Все еще всхлипывая, она поднялась и посмотрела на себя в зеркало. Очевидно, то, что она увидела в зеркале, еще больше ее расстроило. Подойдя к бару, она достала бутылку коньяка и налила себе полную рюмку.

— Ничего, все перемелется, — пробормотала девушка, чувствуя, как по телу разливаются приятные волны. — Через два дня он меня не выгонит. Я буду делать вид, что ремонт идет полным ходом, а в конце концов скажу, что не успела. А потом он уедет на целый месяц.

— Я не уеду, пока вы будете в моем доме, — услышала она голос у себя за спиной и вздрогнула.

— Ваша сиделка не справится с отцом. У меня есть среднеспециальное образование. Наверное, вы еще не знаете, что я — медсестра. Одни пролежни сколько внимания требуют, — произнесла она извиняющимся тоном. — И… дочь… У вас ведь дочь, за которой нужен присмотр… Ну, поймите же сами, пока вы там обустроитесь… Нужен как минимум месяц, чтобы вам обжиться на новом месте.

— Я устал, — голос его прозвучал спокойно и мягко. — Мне надоело изображать заезженную пластинку, повторяя вам одно и то же. Я не из тех, кто женится, а посему у меня нет желания нести ответственность еще за одного человека, — заметьте, за совершенно чужого мне человека.

— Не нужно…

— Нет, выслушайте. — Он усадил Зинаиду на диван, достал еще одну рюмку и разлил коньяк по сосудам. — Пейте. Я ведь прекрасно вижу, что вы частенько прикладываетесь. Это нехорошо, конечно, но меня это не касается. Так вот, на чем мы остановились? Ах, да.
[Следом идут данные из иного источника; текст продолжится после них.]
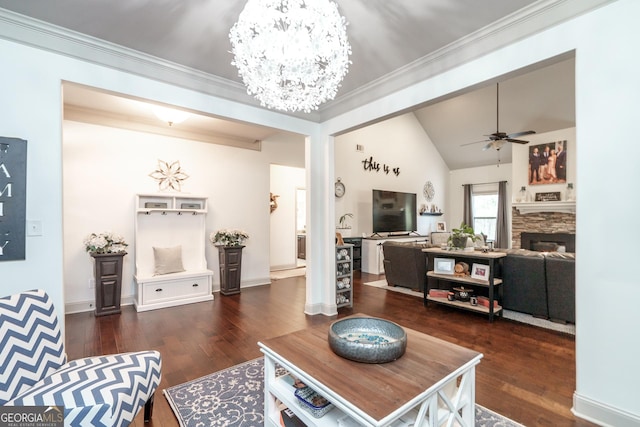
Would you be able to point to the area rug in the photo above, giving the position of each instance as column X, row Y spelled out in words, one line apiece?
column 285, row 274
column 512, row 315
column 234, row 397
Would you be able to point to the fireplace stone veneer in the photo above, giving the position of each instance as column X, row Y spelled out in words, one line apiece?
column 540, row 222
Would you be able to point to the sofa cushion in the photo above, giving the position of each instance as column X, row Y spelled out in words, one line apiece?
column 524, row 282
column 405, row 264
column 561, row 283
column 439, row 238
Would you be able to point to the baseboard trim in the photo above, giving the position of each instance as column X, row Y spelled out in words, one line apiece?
column 90, row 305
column 602, row 414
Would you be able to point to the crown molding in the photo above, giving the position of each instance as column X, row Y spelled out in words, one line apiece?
column 523, row 23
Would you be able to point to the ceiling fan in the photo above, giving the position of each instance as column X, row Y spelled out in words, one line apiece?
column 498, row 139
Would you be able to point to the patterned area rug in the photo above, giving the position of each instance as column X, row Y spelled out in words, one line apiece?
column 234, row 397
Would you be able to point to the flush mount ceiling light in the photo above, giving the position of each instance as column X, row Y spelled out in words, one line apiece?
column 291, row 54
column 170, row 115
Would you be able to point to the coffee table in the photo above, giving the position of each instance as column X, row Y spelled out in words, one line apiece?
column 434, row 381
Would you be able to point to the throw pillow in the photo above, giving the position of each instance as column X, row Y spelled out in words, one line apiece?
column 168, row 260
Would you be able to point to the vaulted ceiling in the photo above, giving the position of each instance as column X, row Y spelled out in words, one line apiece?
column 394, row 44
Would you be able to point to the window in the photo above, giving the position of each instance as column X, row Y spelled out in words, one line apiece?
column 485, row 213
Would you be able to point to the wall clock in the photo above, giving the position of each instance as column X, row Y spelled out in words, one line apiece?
column 339, row 189
column 428, row 191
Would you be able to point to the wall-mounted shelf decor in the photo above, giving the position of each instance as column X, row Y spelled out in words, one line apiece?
column 164, row 223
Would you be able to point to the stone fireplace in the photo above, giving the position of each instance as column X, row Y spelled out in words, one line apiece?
column 541, row 224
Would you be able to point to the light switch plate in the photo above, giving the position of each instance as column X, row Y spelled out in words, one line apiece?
column 34, row 228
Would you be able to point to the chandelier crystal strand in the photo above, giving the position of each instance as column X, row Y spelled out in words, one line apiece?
column 291, row 54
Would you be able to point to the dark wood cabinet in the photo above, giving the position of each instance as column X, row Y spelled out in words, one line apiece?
column 357, row 251
column 108, row 276
column 230, row 258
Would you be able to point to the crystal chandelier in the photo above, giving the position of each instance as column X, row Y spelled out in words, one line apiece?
column 291, row 54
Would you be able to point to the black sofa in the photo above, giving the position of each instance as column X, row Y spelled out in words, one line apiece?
column 540, row 283
column 405, row 264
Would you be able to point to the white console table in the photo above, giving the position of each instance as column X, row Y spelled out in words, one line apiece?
column 372, row 256
column 432, row 384
column 163, row 221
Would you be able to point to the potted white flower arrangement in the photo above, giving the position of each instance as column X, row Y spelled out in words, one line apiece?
column 228, row 237
column 343, row 227
column 108, row 250
column 229, row 244
column 105, row 243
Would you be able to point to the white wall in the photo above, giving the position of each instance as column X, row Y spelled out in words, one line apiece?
column 105, row 167
column 399, row 142
column 607, row 85
column 284, row 182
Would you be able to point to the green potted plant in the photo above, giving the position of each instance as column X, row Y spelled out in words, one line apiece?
column 343, row 227
column 460, row 235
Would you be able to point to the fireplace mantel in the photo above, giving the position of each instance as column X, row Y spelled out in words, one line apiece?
column 531, row 207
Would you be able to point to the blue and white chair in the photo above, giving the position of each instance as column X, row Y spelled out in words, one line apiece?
column 96, row 391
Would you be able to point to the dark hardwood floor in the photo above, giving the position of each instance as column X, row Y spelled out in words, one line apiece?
column 527, row 373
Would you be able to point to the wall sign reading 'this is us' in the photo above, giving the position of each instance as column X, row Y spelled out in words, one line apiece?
column 13, row 196
column 371, row 166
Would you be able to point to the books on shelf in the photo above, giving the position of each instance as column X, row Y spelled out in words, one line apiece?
column 485, row 302
column 438, row 293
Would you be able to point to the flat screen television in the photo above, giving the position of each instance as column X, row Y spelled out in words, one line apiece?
column 394, row 211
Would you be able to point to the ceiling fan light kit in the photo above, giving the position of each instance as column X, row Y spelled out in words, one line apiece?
column 497, row 139
column 291, row 54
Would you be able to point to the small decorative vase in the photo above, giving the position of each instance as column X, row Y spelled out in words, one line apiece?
column 571, row 195
column 459, row 241
column 522, row 195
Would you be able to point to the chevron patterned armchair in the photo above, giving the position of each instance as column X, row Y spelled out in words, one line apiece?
column 97, row 391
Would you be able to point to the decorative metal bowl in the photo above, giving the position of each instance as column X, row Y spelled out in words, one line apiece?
column 367, row 339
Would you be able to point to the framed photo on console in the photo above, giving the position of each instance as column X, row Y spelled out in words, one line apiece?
column 443, row 265
column 480, row 272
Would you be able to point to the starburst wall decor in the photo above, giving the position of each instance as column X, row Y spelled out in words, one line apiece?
column 169, row 176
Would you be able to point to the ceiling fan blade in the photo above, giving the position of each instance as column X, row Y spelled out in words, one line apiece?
column 476, row 142
column 517, row 134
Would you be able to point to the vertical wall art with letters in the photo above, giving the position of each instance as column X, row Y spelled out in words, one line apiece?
column 13, row 196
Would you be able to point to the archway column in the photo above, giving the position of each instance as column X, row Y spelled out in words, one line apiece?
column 320, row 169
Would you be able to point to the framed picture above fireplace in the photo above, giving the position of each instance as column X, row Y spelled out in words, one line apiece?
column 548, row 163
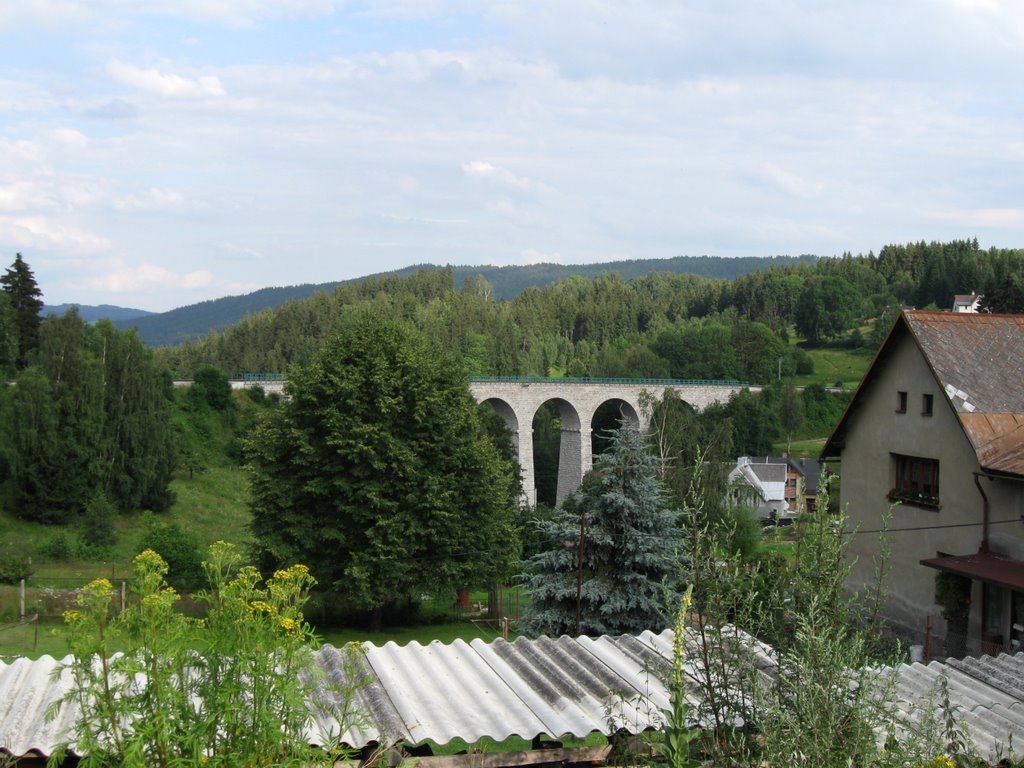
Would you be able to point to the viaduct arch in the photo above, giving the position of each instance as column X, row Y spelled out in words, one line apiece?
column 517, row 400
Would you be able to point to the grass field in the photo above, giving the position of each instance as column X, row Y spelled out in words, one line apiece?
column 836, row 366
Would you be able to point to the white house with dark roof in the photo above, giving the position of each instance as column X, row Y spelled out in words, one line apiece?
column 937, row 428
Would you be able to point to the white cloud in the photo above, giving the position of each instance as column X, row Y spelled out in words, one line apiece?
column 154, row 199
column 481, row 169
column 124, row 279
column 69, row 137
column 43, row 232
column 158, row 83
column 532, row 256
column 25, row 196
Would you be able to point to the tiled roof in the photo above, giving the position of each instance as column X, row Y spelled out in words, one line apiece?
column 977, row 358
column 978, row 361
column 555, row 686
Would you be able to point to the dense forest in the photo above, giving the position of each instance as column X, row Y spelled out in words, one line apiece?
column 93, row 421
column 657, row 325
column 194, row 322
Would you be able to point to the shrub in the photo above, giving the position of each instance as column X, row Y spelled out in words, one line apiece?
column 57, row 547
column 231, row 689
column 180, row 551
column 97, row 521
column 13, row 568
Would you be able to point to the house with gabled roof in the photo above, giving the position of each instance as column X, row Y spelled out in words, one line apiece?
column 778, row 487
column 935, row 433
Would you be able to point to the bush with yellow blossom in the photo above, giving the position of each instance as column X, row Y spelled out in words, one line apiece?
column 158, row 688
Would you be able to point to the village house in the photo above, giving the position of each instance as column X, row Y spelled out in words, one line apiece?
column 937, row 428
column 778, row 487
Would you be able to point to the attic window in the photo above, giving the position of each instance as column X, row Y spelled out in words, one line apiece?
column 915, row 481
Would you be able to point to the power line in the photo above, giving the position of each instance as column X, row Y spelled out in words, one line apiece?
column 930, row 527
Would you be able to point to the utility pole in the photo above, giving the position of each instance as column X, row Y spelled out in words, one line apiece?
column 580, row 553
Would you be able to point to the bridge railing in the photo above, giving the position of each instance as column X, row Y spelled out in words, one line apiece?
column 259, row 377
column 581, row 380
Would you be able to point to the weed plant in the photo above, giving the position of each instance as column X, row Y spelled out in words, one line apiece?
column 227, row 690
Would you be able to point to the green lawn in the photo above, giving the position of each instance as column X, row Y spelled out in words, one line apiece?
column 837, row 366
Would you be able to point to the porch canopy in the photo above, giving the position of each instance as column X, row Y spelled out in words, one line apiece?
column 984, row 566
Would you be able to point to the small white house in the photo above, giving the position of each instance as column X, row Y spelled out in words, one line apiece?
column 761, row 484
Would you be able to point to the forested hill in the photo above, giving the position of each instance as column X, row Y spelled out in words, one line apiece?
column 196, row 321
column 657, row 325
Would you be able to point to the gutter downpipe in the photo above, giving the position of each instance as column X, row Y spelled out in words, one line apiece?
column 983, row 549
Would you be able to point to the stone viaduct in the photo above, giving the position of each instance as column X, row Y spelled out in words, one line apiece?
column 517, row 400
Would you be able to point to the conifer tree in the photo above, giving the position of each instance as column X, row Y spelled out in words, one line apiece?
column 19, row 285
column 629, row 539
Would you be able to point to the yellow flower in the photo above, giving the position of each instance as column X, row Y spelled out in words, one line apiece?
column 98, row 588
column 259, row 606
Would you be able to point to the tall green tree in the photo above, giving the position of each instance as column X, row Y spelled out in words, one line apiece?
column 612, row 546
column 828, row 305
column 377, row 473
column 19, row 285
column 90, row 415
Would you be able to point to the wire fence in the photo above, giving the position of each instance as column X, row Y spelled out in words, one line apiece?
column 936, row 640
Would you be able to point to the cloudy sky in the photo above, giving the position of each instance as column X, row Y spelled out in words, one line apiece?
column 159, row 153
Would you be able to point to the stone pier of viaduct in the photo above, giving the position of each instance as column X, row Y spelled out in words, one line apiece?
column 517, row 400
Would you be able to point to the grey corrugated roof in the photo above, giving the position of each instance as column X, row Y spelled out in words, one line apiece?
column 984, row 692
column 555, row 686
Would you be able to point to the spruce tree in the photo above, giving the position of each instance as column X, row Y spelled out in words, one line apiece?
column 19, row 285
column 629, row 540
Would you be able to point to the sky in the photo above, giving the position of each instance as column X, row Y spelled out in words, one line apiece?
column 155, row 154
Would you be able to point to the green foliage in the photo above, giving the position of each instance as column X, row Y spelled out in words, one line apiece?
column 213, row 386
column 90, row 414
column 13, row 567
column 25, row 300
column 676, row 731
column 621, row 527
column 239, row 698
column 828, row 305
column 97, row 521
column 180, row 552
column 377, row 472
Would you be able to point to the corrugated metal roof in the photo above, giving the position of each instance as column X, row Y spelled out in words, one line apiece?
column 555, row 686
column 989, row 707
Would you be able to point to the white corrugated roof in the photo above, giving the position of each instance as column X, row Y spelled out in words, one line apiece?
column 555, row 686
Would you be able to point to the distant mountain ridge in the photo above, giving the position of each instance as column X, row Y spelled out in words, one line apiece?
column 196, row 321
column 101, row 311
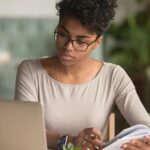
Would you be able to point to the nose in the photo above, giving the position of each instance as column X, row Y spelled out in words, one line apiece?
column 69, row 45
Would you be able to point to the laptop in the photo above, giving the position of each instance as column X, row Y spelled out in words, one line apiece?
column 21, row 126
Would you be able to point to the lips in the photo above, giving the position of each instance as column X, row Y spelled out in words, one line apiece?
column 66, row 57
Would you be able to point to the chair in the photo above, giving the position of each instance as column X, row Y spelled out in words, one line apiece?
column 110, row 131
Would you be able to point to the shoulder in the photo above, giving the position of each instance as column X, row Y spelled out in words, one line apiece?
column 114, row 69
column 29, row 66
column 120, row 80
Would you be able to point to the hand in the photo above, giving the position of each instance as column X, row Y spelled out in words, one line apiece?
column 89, row 139
column 143, row 144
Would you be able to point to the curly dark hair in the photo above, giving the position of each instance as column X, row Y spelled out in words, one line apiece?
column 95, row 15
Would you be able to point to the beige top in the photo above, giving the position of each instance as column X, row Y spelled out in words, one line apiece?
column 69, row 108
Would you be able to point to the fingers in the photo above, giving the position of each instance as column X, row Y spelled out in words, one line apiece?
column 147, row 140
column 90, row 138
column 93, row 131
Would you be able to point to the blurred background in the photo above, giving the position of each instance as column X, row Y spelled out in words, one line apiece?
column 26, row 31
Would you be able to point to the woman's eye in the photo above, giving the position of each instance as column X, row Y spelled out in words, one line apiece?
column 62, row 35
column 80, row 42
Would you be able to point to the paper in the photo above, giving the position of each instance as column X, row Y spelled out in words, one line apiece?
column 134, row 132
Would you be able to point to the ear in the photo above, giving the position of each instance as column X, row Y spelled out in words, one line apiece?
column 97, row 42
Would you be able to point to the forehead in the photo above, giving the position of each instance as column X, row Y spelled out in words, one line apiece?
column 74, row 26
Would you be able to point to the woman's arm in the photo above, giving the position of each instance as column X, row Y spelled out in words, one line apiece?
column 128, row 100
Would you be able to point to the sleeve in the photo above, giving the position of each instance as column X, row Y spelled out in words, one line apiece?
column 128, row 100
column 25, row 86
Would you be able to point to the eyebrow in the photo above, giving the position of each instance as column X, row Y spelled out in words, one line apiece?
column 78, row 36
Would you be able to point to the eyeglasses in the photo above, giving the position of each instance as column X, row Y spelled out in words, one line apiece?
column 77, row 44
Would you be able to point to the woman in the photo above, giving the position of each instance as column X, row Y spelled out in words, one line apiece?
column 77, row 92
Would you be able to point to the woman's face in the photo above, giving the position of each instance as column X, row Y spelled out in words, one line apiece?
column 74, row 42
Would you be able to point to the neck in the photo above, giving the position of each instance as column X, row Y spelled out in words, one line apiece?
column 74, row 69
column 78, row 73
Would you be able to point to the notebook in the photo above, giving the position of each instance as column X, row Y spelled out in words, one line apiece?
column 134, row 132
column 21, row 126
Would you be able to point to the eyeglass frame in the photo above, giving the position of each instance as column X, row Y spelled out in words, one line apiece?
column 72, row 40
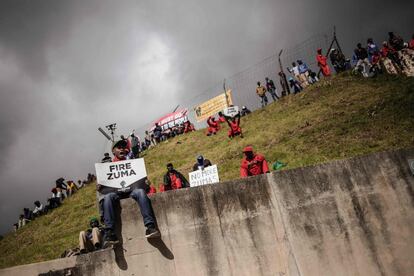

Если я и уезжаю на пять лет в Германию, то только потому, что она выходит замуж. Иначе я ни за что не покинул бы этот город. Он слишком дорог мне. Здесь прошли мое детство, юность, здесь я познакомился со своей будущей женой. Только тут я вспоминаю, как она погибла, как я похоронил ее, уехал, но снова вернулся, встретив здесь Леночку… Я не мог предложить ей выйти за меня замуж только потому, что не мог взвалить на ее плечи отца и дочь. У нее, несмотря на то, что она молода, была такая сложная жизнь, что если добавится ко всему еще и это…

Зинаида вдруг почувствовала к Леночке острую зависть, смешанную с внезапно нахлынувшим раздражением. Где же она, горемыка несчастная? А? Ау-у? Не для того ли она усовершенствовала свой итальянский, чтобы в конце концов найти богатенького Буратино?

Она усмехнулась и залпом осушила вторую рюмку коньяку. Все-таки она еще не настолько пьяна, чтобы говорить это вслух.

Он не заметил ее усмешки и сидел расслабившись, погруженный в себя.

— Я не имел права причинять ей боль. Но я был не уверен… Я почему-то был так не уверен в себе, точно мальчишка! Если бы можно было повернуть время вспять! Еще тогда, когда мы осматривали этот дом и я намекал ей на нашего будущего сына, я все сделал бы иначе. А теперь… она выходит замуж… — Он вздохнул, перевел взгляд на девушку. — Остаюсь два дня. А если быть точным, то два дня и три ночи. Но что может измениться за это время? Ничего, понимаете? А если бы еще тогда вы сказали мне, что она в городе… — Зинаида увидела, как блеснули его глаза, и устыдилась своего недавнего злорадства.